Question

# You want to prepare an aqueous solution of glycerol, C3H5(OH)3, in which the mole fraction of...

You want to prepare an aqueous solution of glycerol, C3H5(OH)3, in which the mole fraction of the solute is .093. What mass of glycerol must you add to 425g of water to make this solution?

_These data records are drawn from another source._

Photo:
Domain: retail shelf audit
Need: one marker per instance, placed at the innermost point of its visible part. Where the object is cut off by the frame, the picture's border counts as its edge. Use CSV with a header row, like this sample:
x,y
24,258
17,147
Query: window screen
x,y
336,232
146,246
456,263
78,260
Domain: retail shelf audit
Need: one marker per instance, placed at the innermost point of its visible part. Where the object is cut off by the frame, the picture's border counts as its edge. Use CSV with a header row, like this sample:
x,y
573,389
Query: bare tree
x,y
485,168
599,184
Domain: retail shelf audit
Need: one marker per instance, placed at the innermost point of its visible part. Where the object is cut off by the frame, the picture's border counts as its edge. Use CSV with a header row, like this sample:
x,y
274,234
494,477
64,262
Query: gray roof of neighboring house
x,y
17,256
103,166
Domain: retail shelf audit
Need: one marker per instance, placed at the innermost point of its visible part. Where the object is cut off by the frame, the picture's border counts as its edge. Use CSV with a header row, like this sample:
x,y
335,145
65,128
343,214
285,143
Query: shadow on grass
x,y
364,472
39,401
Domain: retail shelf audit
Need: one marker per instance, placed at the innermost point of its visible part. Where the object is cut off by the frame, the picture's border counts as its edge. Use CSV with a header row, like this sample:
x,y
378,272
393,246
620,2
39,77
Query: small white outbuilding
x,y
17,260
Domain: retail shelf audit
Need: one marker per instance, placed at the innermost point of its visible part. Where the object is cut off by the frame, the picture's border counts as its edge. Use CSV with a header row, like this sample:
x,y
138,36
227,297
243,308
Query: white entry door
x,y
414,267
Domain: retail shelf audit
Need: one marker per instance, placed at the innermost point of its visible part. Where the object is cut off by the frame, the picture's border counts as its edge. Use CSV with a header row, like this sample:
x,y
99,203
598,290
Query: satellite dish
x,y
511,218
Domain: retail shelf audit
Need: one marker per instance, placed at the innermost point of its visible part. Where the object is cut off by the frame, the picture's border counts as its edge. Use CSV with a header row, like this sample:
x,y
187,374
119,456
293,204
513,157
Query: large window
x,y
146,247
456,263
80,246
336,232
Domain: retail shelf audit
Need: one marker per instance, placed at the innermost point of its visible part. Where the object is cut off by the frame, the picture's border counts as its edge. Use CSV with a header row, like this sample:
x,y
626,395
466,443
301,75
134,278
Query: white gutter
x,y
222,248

What is the molality of the solution?

1)

Molar mass of H2O,

MM = 2*MM(H) + 1*MM(O)

= 2*1.008 + 1*16.0

= 18.016 g/mol

mass(H2O)= 425 g

use:

number of mol of H2O,

n = mass of H2O/molar mass of H2O

=(4.25*10^2 g)/(18.02 g/mol)

= 23.59 mol

Mole fraction of water = 1 - mole fraction of glycerol

= 1 - 0.093

= 0.907

Mole fraction of water = mol of H2O / (mol of H2O + mol of glycerol)

0.907 = 23.59 / ( 23.59 + mol of glycerol)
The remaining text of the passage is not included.